Before: Manual Campaign Build
Open Google Ads Manager → Click New Campaign → Select objective → Choose campaign type → Name the campaign → Select bidding strategy → Set budget → Configure locations → Configure languages → Add keywords → Set match types → Write ad copy → Create ad group structure → Review settings → Publish
~23 steps, 20-40 minutes, high error risk
After: Natural Language Setup
Describe your campaign in plain English → Claude builds the full structure via API → Review the summary Claude shows you → Approve to unpause
1 prompt, under 60 seconds, paused by default
One important clarification: the AI is not “hallucinating” a campaign into existence. It creates real campaigns in your real ad account, using your real budget credentials. The campaigns appear in your Ads Manager immediately. This is why Adspirer defaults every created campaign to paused — so you can review exactly what was built before it starts spending.
You can verify the campaign structure, spot any misunderstandings, and either approve it with one message or ask Claude to change something before it goes live.
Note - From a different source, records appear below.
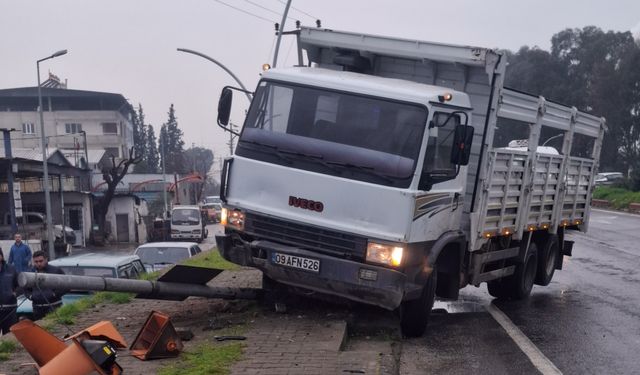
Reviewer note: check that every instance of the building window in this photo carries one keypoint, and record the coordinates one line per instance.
(109, 128)
(72, 128)
(28, 128)
(112, 151)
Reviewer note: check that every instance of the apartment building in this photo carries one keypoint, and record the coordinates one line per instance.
(79, 123)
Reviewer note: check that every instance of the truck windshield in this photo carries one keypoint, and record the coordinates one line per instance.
(343, 134)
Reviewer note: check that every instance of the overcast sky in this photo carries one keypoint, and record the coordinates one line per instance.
(129, 47)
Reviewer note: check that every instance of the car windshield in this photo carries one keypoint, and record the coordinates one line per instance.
(347, 135)
(159, 255)
(185, 216)
(89, 271)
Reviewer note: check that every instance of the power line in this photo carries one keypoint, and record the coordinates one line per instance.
(245, 11)
(267, 9)
(298, 10)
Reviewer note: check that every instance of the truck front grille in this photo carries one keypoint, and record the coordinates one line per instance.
(306, 237)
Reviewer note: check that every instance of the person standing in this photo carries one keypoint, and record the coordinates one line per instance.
(45, 300)
(8, 301)
(20, 254)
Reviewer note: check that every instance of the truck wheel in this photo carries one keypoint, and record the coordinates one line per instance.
(547, 260)
(414, 315)
(519, 285)
(522, 280)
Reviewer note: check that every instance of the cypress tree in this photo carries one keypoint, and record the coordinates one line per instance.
(152, 157)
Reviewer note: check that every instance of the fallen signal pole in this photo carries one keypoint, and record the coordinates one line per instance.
(177, 284)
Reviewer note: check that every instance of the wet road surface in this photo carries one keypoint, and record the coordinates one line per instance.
(587, 321)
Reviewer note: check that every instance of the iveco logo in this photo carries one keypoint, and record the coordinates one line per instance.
(306, 204)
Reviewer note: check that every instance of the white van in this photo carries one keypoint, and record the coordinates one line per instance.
(186, 223)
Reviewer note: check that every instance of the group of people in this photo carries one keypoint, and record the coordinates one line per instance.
(21, 259)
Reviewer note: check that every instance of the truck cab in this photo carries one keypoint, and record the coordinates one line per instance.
(339, 178)
(374, 171)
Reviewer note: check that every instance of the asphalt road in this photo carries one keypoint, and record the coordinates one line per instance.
(587, 321)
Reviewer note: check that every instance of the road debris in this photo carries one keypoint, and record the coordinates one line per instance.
(229, 338)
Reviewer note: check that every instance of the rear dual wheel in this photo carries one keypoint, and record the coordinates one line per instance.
(549, 254)
(517, 286)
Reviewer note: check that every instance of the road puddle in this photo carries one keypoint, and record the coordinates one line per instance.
(457, 307)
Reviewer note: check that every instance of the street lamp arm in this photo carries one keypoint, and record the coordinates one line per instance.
(554, 137)
(220, 65)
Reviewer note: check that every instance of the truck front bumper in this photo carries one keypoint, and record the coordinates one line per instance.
(380, 286)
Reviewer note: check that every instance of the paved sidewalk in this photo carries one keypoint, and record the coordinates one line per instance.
(288, 344)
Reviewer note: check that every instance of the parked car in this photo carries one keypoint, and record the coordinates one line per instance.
(212, 212)
(158, 255)
(609, 178)
(90, 264)
(187, 224)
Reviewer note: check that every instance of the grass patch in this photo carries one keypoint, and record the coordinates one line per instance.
(6, 348)
(206, 358)
(67, 313)
(619, 198)
(210, 259)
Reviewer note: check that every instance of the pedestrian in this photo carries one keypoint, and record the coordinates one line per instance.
(20, 254)
(45, 300)
(8, 301)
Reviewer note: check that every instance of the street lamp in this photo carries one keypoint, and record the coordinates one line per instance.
(45, 167)
(220, 65)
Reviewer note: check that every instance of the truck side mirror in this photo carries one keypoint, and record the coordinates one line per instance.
(462, 140)
(224, 106)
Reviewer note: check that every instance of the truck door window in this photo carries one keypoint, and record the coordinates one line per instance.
(440, 143)
(275, 106)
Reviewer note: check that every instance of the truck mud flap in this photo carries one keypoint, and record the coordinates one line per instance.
(567, 247)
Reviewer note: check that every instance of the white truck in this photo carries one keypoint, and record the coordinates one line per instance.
(371, 171)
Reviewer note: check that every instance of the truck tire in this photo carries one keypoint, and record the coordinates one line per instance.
(550, 250)
(521, 282)
(517, 286)
(414, 314)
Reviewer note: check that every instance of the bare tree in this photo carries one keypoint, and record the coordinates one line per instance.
(112, 176)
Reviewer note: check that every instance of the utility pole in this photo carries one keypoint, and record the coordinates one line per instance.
(45, 162)
(232, 126)
(6, 133)
(164, 177)
(284, 18)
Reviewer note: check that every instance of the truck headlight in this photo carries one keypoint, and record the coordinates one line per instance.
(389, 255)
(232, 218)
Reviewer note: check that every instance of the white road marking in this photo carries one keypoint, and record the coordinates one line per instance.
(539, 360)
(637, 216)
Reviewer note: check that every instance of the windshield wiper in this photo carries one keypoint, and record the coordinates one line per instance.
(364, 169)
(315, 158)
(276, 150)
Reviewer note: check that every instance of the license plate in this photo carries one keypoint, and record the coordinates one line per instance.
(293, 261)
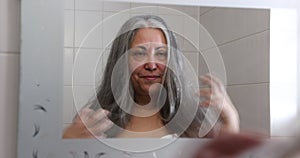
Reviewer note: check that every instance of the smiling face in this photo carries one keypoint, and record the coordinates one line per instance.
(147, 59)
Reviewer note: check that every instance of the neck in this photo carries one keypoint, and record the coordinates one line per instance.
(144, 124)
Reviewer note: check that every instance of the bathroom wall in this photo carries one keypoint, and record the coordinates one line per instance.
(242, 36)
(81, 16)
(9, 76)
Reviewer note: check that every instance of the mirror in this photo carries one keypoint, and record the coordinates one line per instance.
(240, 35)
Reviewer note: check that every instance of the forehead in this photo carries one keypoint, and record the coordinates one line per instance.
(148, 35)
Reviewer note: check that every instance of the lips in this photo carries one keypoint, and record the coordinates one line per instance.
(150, 77)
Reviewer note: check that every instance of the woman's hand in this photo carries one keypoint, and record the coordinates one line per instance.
(88, 124)
(216, 95)
(229, 145)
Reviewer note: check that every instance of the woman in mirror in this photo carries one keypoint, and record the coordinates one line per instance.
(147, 90)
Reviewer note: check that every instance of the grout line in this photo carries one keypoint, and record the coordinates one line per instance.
(74, 22)
(206, 11)
(246, 36)
(247, 84)
(234, 40)
(9, 53)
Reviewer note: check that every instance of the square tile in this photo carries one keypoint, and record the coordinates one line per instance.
(227, 24)
(191, 34)
(115, 6)
(92, 5)
(82, 95)
(173, 23)
(193, 59)
(204, 10)
(111, 26)
(88, 32)
(143, 8)
(252, 103)
(69, 4)
(85, 66)
(248, 60)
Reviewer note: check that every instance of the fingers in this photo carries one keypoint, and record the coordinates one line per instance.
(89, 123)
(229, 145)
(101, 127)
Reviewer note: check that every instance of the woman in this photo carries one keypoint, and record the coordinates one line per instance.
(146, 90)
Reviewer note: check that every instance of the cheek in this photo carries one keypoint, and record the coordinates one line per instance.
(134, 66)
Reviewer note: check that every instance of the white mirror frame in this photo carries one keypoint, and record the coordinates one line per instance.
(41, 61)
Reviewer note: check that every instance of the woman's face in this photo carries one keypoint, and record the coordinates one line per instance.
(147, 59)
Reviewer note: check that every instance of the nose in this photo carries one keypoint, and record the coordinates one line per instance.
(150, 66)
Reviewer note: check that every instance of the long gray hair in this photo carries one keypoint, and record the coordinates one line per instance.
(175, 81)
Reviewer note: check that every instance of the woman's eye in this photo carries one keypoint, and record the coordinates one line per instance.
(161, 54)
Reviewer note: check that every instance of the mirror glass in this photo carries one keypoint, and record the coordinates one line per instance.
(64, 59)
(242, 36)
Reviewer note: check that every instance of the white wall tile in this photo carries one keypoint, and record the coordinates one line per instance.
(226, 24)
(247, 60)
(85, 65)
(193, 58)
(68, 104)
(9, 94)
(82, 95)
(143, 8)
(68, 66)
(95, 5)
(85, 21)
(69, 4)
(69, 28)
(191, 34)
(173, 21)
(180, 10)
(252, 103)
(112, 25)
(10, 26)
(204, 10)
(115, 6)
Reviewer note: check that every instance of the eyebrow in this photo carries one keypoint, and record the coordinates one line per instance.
(144, 48)
(159, 47)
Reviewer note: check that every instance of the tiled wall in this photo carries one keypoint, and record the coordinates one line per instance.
(81, 16)
(9, 76)
(242, 35)
(243, 38)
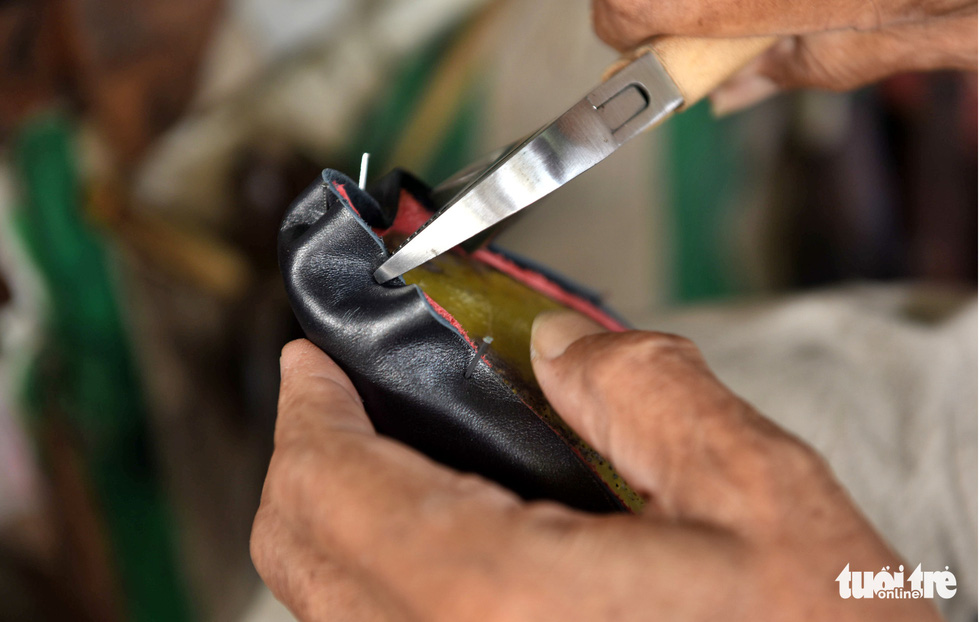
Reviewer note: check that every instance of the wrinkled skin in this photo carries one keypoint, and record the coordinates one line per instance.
(838, 45)
(744, 521)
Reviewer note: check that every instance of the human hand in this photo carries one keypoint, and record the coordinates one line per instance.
(837, 45)
(744, 522)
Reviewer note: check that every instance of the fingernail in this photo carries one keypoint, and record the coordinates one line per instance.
(741, 92)
(553, 331)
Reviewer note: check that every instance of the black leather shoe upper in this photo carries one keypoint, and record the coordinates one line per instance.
(407, 360)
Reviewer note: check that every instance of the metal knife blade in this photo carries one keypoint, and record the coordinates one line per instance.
(636, 98)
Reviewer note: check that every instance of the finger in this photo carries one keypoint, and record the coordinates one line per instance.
(845, 60)
(311, 585)
(649, 403)
(374, 504)
(624, 24)
(315, 393)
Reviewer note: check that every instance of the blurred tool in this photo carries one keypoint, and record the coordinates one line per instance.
(668, 75)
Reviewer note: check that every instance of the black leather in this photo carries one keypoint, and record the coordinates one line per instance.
(407, 362)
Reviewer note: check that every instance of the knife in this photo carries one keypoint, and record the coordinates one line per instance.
(657, 80)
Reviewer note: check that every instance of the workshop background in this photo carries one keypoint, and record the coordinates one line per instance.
(148, 150)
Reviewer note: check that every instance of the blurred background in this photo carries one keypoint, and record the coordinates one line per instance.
(148, 150)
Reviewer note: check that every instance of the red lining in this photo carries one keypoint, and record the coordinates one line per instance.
(544, 285)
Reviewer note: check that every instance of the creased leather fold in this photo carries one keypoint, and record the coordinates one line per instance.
(407, 361)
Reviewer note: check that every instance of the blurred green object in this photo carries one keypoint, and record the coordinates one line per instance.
(85, 375)
(703, 170)
(385, 124)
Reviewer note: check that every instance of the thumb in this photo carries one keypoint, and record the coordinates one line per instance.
(649, 403)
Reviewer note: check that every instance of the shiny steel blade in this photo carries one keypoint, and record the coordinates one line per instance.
(634, 99)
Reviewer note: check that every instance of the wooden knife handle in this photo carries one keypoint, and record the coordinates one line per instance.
(697, 65)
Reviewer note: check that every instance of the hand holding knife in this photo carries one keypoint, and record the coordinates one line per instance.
(657, 80)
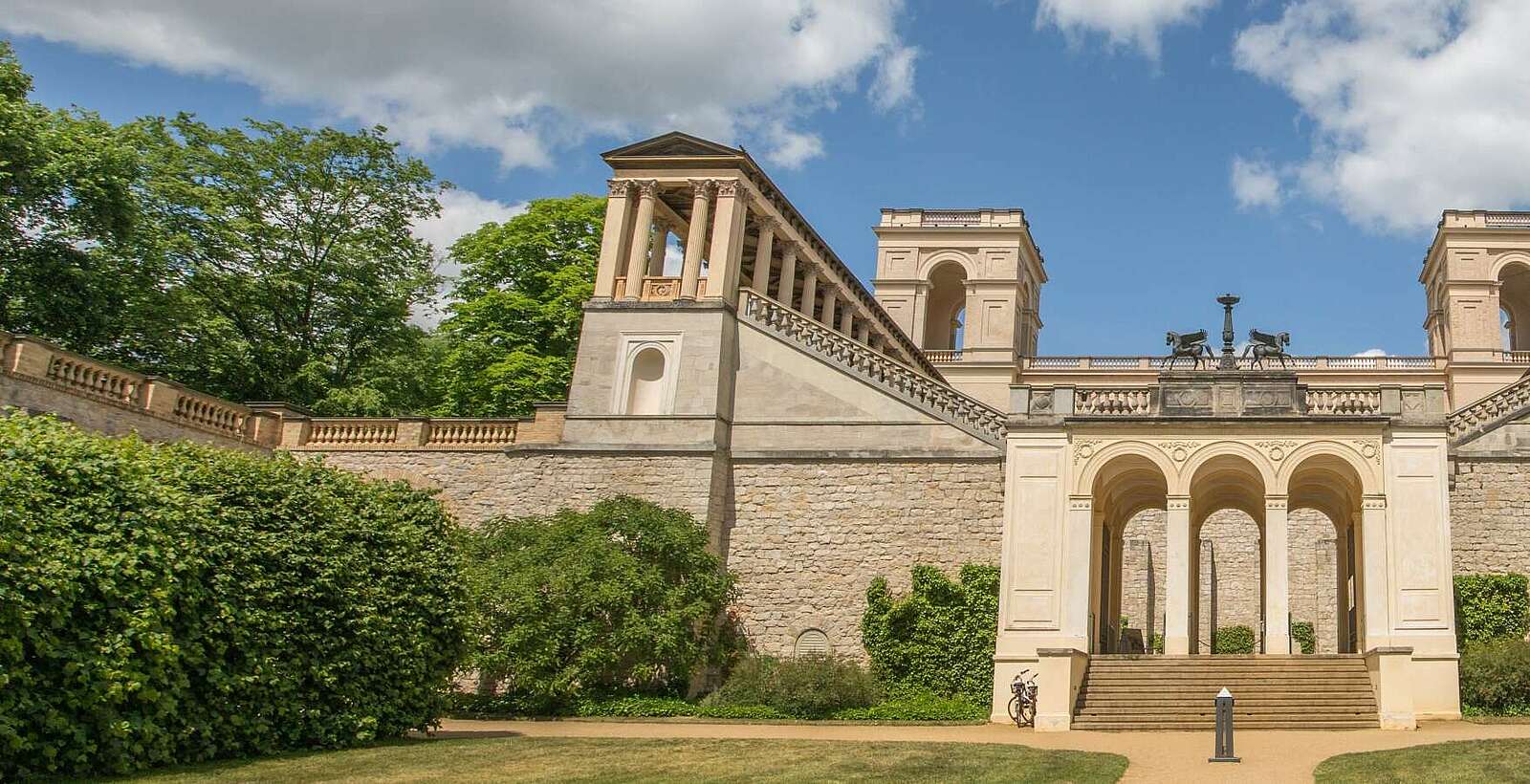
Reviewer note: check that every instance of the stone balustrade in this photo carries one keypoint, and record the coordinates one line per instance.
(51, 366)
(940, 400)
(1344, 402)
(1298, 363)
(1507, 403)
What You Need Before Starting
For Google Ads
- A Google Ads account (even a fresh one)
- A Claude Pro or ChatGPT Plus subscription
- An Adspirer account (free tier available)
- About 2 minutes to connect everything
For Meta Ads
- A Meta Business Suite account with an Ad Account
- Your Meta Pixel installed (required for conversion campaigns)
- A Claude Pro or ChatGPT Plus subscription
- An Adspirer account
You do not need developer access, API credentials, or any technical setup. Adspirer handles the API authentication — you only authorize via standard OAuth, the same flow you use to connect any third-party app to Google or Facebook.
Step by Step: Google Ads Campaign from One Prompt
Here’s exactly what happens when you describe a Google Search campaign to Claude through Adspirer.
Connect Adspirer to Claude
Go to Claude → Settings → Connectors → search “Adspirer” → connect and authorize. Then link your Google Ads account through the OAuth flow in your Adspirer dashboard. Total setup: under 2 minutes.
Write your campaign description
Describe the campaign in plain English. The more detail you include, the closer the result is to what you want — but a minimal description also works. Claude will flag anything it needs clarification on before building.
Review what Claude is about to build
Before creating anything, ask Claude to confirm the full structure. This is the fastest way to catch misunderstandings before they become real campaign settings.
Claude will reply with a structured summary. Read it, make sure it matches your intent, then tell it to proceed.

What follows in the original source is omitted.